Updated 1pm: Following the Canarian Government’s decision last night to lift the forest fire risk alert in Tenerife, this lunchtime the Cabildo has lifted its ban on fires in recreational areas and activities posing a fire risk in mountain and forested areas. The Cabildo nonetheless recommends that the public takes the utmost precautions in these areas when doing anything that could represent a risk of accidentally starting a fire.
Updated 18 July: As the heatwave passes, the Canarian Government lifted the alert for forest fire risk in Tenerife as of 10pm last night. There were some dramatic images around midnight of a fire in an area of stubble and palm trees near the refinery in Santa Cruz but bomberos say there was no danger to the refinery or its installations and as of 1am the fire was declared under control. The TF4 junction with the TF1 was closed while firefighters were in operation but is now reopened.
Updated 16 July: A man is under investigation for starting a fire yesterday morning in Taucho, Adeje, not far from the focal point of Tenerife’s last devastating major fire in 2012. As on that occasion, it seems to be not a case of deliberate arson, but of carelessness, with a power tool’s sparks setting fire to some agricultural rubble in a nearby finca. Thankfully, without a high wind, the fire was contained by locals until bomberos, police and Brifor arrived to extinguish it. As announced by the Tenerife Cabildo only two days ago, such tools are banned while the Canarian Government’s forest fire alert is in place and while these weather conditions prevail.

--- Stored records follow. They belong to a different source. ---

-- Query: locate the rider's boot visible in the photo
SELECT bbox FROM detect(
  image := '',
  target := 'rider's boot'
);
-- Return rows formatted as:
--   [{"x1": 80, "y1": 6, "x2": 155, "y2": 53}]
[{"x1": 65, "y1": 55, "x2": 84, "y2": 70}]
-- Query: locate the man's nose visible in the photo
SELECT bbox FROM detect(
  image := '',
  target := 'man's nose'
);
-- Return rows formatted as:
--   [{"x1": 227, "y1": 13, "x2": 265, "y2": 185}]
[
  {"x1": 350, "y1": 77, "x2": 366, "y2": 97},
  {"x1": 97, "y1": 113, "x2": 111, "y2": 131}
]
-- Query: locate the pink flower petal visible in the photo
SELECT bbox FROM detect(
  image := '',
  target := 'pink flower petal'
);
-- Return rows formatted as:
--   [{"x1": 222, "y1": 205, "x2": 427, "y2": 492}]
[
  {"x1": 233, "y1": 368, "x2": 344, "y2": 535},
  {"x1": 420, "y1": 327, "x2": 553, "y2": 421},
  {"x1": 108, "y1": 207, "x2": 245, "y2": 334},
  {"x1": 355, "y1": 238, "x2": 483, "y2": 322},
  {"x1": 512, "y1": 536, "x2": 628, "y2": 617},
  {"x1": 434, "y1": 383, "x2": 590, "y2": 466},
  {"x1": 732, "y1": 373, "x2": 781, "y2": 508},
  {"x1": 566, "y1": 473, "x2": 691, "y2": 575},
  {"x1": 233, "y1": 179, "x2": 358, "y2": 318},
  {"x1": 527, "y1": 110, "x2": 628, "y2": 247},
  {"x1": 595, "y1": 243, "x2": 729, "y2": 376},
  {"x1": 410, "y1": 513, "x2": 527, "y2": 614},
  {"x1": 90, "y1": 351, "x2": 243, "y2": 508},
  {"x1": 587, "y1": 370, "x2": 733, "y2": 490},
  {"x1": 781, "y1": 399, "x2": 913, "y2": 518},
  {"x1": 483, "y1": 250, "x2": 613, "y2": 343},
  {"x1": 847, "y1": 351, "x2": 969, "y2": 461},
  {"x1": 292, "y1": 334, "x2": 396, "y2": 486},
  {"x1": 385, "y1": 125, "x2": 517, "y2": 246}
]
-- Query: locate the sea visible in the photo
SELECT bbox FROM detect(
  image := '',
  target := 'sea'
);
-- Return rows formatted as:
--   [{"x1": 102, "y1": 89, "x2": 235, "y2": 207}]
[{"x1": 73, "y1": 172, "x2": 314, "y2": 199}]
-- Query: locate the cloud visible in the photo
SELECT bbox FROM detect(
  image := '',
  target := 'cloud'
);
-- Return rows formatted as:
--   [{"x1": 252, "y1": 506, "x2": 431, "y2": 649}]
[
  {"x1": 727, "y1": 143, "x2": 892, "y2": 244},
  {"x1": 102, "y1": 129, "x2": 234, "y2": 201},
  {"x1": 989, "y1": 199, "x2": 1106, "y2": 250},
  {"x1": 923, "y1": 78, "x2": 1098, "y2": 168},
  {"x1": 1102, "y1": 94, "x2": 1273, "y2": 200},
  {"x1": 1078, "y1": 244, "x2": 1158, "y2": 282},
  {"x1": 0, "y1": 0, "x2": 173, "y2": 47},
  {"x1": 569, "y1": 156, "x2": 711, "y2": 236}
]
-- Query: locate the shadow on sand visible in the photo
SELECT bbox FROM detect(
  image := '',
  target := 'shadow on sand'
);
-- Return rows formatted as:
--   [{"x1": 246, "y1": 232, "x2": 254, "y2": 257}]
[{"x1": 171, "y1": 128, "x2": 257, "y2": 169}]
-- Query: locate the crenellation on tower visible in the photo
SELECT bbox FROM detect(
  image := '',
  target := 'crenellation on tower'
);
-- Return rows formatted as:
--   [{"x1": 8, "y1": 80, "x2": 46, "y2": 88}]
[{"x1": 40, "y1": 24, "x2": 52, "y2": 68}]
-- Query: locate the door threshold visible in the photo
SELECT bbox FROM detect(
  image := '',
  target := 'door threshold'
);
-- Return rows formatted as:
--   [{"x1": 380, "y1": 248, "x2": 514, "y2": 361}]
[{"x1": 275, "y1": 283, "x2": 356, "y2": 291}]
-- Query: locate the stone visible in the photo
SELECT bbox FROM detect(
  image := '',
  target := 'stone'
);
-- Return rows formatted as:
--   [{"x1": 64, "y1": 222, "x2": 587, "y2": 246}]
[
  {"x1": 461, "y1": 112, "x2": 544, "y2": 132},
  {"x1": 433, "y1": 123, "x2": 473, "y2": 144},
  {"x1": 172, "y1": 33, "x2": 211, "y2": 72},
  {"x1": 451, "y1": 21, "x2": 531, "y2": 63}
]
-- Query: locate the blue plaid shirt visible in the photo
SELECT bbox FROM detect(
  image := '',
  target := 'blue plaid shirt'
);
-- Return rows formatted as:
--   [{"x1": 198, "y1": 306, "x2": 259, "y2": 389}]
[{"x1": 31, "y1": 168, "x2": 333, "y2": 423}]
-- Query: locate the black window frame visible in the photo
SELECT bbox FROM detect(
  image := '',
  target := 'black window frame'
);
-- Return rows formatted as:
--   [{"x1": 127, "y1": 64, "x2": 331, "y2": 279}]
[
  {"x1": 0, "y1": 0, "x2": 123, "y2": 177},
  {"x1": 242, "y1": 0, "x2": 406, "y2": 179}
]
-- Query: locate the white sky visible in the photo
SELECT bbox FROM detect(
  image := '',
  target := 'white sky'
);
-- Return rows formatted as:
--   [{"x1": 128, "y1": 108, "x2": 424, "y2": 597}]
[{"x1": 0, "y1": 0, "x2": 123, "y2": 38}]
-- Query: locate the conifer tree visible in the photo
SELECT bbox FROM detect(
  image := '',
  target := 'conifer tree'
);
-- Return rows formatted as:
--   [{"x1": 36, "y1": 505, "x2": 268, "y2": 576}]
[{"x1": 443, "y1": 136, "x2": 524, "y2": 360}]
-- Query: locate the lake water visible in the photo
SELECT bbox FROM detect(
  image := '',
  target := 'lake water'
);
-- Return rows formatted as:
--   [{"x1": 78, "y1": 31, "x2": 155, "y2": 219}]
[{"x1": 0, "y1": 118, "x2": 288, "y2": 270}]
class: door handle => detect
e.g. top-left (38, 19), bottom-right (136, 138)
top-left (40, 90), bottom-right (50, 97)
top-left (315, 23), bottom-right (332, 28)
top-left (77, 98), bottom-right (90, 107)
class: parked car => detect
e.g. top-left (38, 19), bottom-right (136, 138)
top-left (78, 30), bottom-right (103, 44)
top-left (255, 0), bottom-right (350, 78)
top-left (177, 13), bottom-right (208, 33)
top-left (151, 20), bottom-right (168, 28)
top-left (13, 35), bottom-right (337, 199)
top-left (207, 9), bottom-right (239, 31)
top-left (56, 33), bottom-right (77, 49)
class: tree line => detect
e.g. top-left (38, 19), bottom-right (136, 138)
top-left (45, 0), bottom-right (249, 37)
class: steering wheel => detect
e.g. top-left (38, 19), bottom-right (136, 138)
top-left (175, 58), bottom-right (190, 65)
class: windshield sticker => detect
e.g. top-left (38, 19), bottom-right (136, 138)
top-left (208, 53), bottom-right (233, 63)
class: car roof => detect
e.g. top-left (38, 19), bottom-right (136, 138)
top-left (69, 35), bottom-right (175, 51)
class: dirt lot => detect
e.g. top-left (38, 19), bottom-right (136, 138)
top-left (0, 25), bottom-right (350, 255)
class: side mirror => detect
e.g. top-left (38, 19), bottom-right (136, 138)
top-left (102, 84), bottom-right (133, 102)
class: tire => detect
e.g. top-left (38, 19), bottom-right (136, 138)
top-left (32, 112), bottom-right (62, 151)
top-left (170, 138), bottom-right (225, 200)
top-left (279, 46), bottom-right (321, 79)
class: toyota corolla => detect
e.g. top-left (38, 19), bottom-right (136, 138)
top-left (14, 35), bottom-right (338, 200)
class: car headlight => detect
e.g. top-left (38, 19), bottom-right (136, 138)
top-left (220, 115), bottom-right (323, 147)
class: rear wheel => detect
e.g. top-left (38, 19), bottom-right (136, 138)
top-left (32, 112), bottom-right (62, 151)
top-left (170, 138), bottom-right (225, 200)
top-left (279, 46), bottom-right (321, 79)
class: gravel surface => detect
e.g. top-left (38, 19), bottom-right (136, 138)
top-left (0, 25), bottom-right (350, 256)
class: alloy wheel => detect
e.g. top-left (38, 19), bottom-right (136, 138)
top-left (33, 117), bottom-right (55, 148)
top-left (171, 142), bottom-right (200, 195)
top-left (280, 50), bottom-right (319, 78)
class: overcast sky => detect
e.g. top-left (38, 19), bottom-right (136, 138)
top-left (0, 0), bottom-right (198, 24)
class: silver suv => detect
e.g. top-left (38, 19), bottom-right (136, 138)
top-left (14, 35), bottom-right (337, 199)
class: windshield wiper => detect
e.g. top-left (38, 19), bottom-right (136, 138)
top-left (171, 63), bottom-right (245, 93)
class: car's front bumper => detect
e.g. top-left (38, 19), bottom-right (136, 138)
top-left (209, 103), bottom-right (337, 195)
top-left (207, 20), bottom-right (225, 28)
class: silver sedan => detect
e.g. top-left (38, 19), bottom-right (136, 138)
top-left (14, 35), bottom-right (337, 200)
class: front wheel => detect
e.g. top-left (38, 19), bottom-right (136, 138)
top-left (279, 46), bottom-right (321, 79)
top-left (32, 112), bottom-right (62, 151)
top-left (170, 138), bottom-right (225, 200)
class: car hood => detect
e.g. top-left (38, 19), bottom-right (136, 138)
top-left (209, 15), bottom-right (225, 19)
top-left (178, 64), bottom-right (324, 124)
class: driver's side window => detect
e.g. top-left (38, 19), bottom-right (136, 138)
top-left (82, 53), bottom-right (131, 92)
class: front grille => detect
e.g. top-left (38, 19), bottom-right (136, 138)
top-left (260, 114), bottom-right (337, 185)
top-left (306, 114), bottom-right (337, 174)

Updated 14 July: The Tenerife Cabildo has banned fires in the mountains due to prevailing weather conditions. The ban will last until at least the end of the Canarian Government’s forest fire risk alert, and means a prohibition on machinery likely to cause sparks, fires in the recreational areas, burning agricultural residue, bonfires etc. Firework displays are also banned near forested areas. The authorities urge the public to take extreme care in any activities that could cause fire. Over the weekend teams will also be maintaining a presence on mountain access roads to inform drivers about the risk of forest fires. The Tenerife Cabildo pleads with the public to avoid using tracks and forested areas as much as possible during this hot spell.
Updated 13 July: With the heatwave expected over the next few days, and on the basis of the forest fire protocol (Plan Especial de Protección Civil y Atención de Emergencias por Incendios Forestales de Canarias – INFOCA), the Canarian Government has issued an alert this afternoon for forest fire risk from midnight tonight. At present the alert is open-ended. The public is urged to follow the advice from the Security and Emergencies Board, the English version of which I’ve posted HERE.
Updated 27 June: The Tenerife Cabildo has lifted the ban on mountain activities as temperatures return to more normal levels.
Updated 23 June: The Tenerife Cabildo has banned fires in the mountains due to prevailing weather conditions. That means no bonfires for San Juan, no machinery likely to cause sparks, and no fires in the recreational areas, so no BBQs. This hot spell is currently only forecast to be in place until Sunday and it is likely that the ban will remain in place while meteorological conditions continue.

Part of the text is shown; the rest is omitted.